Ela abre o armário e ameaça me dar uma bronca: “Não dá para comprar um potinho mais novo pra guardar esses temperos, não?!”. Não quero. Quero minha latinha velha e cheia de especiarias, a mesma que já guardava as especiarias na casa de minha infância e que me faz viajar simultaneamente ao passado e a outros lados do mundo, onde o curry, a páprica, o açafrão, o zaatar e o cardamomo misturam-se numa orgia de aromas e sabores para temperar o ar que se respira. Minha lata velhinha é antítese da caixa de Pandora. Aberta, só liberta o que é bom, para fora dela e para dentro de mim. Liberta, junto dos cheiros, a memória das outras latas: a de sorvete (lá no comecinho da infância, antes dos plásticos impessoais); as vermelhas com filigranas douradas que, abertas, mostravam biscoitos amanteigados e cobertos de açúcar; aquela que guardava os aviamentos de costura de minha mãe e a outra que guardava o ardido e sempre acessado merthiolate – que não era spray, tinha séptica e temida pazinha que tocava as feridas em nossos joelhos esfolados, eternamente cobertos por band-aids que dividiam com o merthiolate a morada na lata. Merthiolate não arde mais e passou a ser coisa errada guardar alimento em latas, que oxidam. Vivemos em ambientes mais assépticos, porém mais mais insípidos. É errado sentir qualquer coisa que provoque ardência, mas parece que estamos perdendo, junto, o ardor. Qualquer coisa que oxide também passou a ser errada. Passamos a ser errados nós, que oxidamos. Transformaram o merthiolate para que não sintamos mais sua ardência, mas a verdade é que, nesse processo, temos nos transformado nós mesmos. Não sentimos mais com a mesma intensidade: ardor ou qualquer outra coisa, ponto. Sentir parece ser coisa errada, como oxidar.

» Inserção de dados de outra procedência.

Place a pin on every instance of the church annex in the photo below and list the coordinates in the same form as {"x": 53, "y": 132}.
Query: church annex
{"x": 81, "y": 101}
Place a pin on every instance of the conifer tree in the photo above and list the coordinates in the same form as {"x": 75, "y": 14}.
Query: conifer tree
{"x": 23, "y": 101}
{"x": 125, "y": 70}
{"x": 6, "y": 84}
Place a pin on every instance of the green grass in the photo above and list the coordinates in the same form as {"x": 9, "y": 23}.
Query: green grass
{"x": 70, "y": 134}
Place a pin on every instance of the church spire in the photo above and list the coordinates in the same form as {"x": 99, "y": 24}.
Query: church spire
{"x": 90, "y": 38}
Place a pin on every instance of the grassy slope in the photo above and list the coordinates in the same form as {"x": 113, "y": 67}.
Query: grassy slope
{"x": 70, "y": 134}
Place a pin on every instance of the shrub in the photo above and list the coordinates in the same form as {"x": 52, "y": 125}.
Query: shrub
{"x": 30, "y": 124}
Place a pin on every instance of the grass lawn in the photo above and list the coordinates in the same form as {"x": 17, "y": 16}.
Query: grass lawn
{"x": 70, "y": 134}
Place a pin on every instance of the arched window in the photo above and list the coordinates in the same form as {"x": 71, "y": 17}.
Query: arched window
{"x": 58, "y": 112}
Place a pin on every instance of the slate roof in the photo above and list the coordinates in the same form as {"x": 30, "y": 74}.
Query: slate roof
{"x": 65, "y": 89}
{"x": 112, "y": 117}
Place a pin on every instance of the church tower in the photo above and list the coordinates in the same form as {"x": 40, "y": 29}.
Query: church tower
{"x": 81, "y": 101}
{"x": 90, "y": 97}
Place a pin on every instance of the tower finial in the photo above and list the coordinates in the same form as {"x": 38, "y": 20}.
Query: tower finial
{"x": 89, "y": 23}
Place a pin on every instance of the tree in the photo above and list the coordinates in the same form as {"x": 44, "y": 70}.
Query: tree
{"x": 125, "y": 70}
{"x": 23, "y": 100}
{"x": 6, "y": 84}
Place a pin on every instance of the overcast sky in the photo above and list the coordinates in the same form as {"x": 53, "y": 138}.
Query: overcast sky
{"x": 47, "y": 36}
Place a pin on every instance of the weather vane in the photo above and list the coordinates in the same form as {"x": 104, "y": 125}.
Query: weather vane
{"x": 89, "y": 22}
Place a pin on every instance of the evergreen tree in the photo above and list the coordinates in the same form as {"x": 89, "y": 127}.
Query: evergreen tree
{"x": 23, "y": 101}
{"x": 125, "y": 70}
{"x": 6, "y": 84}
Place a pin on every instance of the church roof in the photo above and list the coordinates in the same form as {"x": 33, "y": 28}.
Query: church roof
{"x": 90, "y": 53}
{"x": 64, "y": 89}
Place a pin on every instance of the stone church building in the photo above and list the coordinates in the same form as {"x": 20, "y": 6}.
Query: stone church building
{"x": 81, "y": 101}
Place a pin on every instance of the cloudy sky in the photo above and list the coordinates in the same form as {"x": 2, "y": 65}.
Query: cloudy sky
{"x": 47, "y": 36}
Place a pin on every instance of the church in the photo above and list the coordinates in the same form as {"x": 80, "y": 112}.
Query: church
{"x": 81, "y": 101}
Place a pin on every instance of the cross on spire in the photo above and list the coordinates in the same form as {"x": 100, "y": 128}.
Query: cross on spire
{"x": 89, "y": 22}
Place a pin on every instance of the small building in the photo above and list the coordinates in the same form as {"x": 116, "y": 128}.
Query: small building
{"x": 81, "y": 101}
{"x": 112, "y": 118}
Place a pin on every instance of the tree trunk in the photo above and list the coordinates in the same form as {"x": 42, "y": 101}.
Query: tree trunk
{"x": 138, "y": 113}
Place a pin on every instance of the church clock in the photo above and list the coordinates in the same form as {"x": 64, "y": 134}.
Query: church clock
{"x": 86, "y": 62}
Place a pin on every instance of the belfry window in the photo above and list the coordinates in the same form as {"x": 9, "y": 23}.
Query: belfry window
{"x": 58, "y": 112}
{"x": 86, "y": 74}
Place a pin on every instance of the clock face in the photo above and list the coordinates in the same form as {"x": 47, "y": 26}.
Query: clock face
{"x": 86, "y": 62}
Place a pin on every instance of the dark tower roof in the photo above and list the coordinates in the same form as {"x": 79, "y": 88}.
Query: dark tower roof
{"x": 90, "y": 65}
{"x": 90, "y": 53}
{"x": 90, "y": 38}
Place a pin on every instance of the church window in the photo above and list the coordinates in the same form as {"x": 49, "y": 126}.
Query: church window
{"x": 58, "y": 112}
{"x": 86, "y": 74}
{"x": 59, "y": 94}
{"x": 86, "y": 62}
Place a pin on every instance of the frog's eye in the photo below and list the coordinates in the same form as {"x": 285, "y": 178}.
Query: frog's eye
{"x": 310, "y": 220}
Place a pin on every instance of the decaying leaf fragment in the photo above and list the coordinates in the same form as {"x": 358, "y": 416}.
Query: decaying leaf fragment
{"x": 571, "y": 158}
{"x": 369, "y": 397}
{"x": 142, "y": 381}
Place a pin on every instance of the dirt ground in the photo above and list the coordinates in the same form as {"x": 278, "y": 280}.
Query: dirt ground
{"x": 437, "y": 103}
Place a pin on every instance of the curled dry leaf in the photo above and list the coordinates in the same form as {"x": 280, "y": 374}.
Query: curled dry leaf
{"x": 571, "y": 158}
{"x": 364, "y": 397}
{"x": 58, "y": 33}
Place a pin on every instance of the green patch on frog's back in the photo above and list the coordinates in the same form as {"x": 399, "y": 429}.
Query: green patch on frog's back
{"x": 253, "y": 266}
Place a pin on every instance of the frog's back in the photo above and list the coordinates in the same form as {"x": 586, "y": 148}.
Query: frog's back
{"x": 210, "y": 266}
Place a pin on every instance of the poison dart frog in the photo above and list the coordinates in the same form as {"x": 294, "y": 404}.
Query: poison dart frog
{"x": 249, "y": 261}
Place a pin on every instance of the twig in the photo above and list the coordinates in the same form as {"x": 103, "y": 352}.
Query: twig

Em lugar de latas, surgiram plásticos transparentes que não trazem estampas ora florais, ora de pássaros, ora orientais, ora gregas, que faziam a imaginação passear e despertavam vontade de um dia voar com os pássaros, viajar àqueles lugares, às vezes lugares no passado, os que só podíamos visitar nos livros. Os plásticos, melindrados por sua incapacidade de criar memórias dentro de nós, insistirão em permanecer no ambiente através dos séculos. É só assim que existem: se não conseguem nos dar coisas boas para lembrar, fazem sua presença constante, aviso permanente de sua existência transparente, que não nos desperta sonhos.

Não quero meus armários cheios apenas de plásticos que só me fazem olhar através e não para eles. Plásticos que não ganham meus olhos e não fazem minha mente vagar no caminho entre o armário e o balcão onde vou pousá-los. Quero minhas latas que, junto das especiarias, guardam minhas memórias. Quero minhas latas oxidadas pelo tempo, como oxidamos nós também. Na oxidação delas, vejo a passagem do tempo, mas aí – surpresa – me dou conta: vou achando bonito esse trabalho das manchas desenhadas pelo tempo sobre as estampas. Acho que conversam entre si, as marcas oxidadas e as estampas, e há harmonia ali.

Começo a perceber marcas ao redor de meus olhos, principalmente nos cantos que insisto em espremer, ao rir. Há marcas no meio de minha testa, que teimo em franzir, a vida inteira, ao refletir, demonstrar incompreensão ou estranhamento. São marcas oxidadas, desenhadas por meu riso, desenhadas por minhas reações ao que se apresenta diante de mim, desenhadas pelo tempo. Não hei de querer rosto plástico, através do qual se olhe sem que se percebam marcas, mas também sem história, sem estampa, sem expressão. Em meu rosto, como em minhas latas, as marcas da oxidação haverão de ser bem-vindas. Haverá história, haverá memória, haverá harmonia ali.